After a seven-month siege of Guiengola, the frustrated Aztecs again resorted to diplomacy. They proposed a new alliance, in the form of a marriage between King Cosijoeza and Coyollicatzin (koh-yoh-yee-KAH-tseen), the daughter of the new Aztec Emperor Moctezuma I. The Aztecs’ hidden agenda: They expected Coyollicatzin to spy upon Cosijoeza; true love, however, won out as Coyollicatzin refused to play the pawn and remained loyal to her husband Cosijoeza. The Aztecs eventually made peace in return for tribute.
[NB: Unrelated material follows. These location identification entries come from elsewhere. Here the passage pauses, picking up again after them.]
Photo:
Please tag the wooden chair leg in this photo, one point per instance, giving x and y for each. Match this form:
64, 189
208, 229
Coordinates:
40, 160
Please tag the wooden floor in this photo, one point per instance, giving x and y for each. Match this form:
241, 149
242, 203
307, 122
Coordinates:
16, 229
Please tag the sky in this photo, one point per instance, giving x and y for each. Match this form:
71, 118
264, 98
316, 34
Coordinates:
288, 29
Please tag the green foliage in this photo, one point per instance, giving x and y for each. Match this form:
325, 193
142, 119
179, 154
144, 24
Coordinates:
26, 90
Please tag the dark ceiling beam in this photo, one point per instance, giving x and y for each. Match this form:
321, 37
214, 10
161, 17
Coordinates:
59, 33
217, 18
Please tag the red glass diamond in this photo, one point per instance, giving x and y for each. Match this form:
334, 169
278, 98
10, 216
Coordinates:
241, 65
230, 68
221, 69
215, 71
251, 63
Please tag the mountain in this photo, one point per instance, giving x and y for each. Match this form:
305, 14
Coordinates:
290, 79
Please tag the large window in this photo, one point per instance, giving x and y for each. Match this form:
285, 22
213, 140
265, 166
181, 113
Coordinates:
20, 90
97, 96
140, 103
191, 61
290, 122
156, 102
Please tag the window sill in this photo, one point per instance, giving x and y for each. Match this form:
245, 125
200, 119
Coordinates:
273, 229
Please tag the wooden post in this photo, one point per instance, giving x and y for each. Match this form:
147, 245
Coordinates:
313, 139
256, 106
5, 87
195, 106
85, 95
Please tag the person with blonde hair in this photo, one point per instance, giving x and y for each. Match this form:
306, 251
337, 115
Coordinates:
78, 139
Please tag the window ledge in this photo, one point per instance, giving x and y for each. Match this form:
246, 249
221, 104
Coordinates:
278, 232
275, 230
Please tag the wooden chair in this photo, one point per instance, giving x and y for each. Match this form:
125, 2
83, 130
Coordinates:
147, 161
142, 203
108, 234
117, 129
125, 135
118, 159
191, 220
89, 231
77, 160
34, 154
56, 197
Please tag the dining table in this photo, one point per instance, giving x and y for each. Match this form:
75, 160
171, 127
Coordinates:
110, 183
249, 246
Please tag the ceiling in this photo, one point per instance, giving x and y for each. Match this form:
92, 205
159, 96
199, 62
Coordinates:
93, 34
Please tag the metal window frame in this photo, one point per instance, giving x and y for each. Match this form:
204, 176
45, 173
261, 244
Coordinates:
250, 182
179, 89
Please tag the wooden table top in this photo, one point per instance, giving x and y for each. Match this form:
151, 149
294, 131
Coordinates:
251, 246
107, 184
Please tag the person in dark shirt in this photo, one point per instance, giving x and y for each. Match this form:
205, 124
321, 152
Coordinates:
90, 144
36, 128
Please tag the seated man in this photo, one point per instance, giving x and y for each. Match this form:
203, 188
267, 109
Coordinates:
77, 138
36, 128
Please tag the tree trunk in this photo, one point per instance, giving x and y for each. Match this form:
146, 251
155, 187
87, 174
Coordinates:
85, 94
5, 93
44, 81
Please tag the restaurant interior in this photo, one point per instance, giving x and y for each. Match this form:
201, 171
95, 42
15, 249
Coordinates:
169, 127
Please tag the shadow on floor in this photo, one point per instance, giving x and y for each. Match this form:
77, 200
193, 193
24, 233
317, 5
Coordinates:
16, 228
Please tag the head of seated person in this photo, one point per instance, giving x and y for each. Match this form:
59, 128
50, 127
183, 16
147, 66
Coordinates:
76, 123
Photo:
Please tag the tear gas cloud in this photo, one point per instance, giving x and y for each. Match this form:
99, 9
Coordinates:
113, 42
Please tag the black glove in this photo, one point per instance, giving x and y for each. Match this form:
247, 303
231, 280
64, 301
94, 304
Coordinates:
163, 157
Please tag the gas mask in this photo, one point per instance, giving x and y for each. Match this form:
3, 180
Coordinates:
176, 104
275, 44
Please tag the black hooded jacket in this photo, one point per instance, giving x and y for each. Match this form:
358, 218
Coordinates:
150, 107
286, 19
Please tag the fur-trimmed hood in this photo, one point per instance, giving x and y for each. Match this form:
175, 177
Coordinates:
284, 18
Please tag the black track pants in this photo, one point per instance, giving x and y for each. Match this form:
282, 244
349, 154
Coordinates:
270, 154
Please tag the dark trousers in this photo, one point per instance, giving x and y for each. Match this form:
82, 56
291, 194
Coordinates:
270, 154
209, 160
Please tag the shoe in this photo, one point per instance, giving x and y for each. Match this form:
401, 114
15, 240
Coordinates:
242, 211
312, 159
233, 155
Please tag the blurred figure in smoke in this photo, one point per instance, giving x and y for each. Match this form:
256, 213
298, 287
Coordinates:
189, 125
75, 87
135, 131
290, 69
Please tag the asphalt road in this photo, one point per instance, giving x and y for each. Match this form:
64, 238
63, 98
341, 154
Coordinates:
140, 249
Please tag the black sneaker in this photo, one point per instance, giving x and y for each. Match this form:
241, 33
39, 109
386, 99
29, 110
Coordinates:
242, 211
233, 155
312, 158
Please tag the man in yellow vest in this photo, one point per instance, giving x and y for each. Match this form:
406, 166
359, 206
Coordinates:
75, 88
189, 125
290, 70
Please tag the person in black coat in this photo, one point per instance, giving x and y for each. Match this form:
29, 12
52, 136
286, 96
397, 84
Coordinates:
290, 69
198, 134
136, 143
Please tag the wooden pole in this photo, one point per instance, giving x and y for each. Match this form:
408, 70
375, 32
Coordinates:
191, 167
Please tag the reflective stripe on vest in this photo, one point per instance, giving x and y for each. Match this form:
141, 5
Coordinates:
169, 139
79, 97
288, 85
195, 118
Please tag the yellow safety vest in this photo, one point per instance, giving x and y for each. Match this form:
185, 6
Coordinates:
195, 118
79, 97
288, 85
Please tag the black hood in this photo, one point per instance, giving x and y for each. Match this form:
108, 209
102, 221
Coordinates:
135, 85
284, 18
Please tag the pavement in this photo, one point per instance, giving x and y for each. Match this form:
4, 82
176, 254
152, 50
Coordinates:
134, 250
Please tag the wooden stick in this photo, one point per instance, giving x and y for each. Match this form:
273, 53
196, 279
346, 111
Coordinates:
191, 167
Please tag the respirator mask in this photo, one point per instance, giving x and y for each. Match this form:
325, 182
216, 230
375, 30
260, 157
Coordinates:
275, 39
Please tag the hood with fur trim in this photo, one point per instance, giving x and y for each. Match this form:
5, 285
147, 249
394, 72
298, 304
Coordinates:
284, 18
Cosijoeza turned his Tehuántepec domain to his son Cosijopí and returned home to reign over his Zapotec people at Zaachila in the central valley.

Despite a king’s ransom in yearly tribute—mounds of quetzal feathers, dozens of sacks of cochineal, hundreds of pounds of gold, thousands of bolts of cloth—the Aztecs’ millions of Oaxacan subjects always seemed to be rebelling someplace until the Spanish conquistadores arrived and toppled the Aztecs from power in 1521.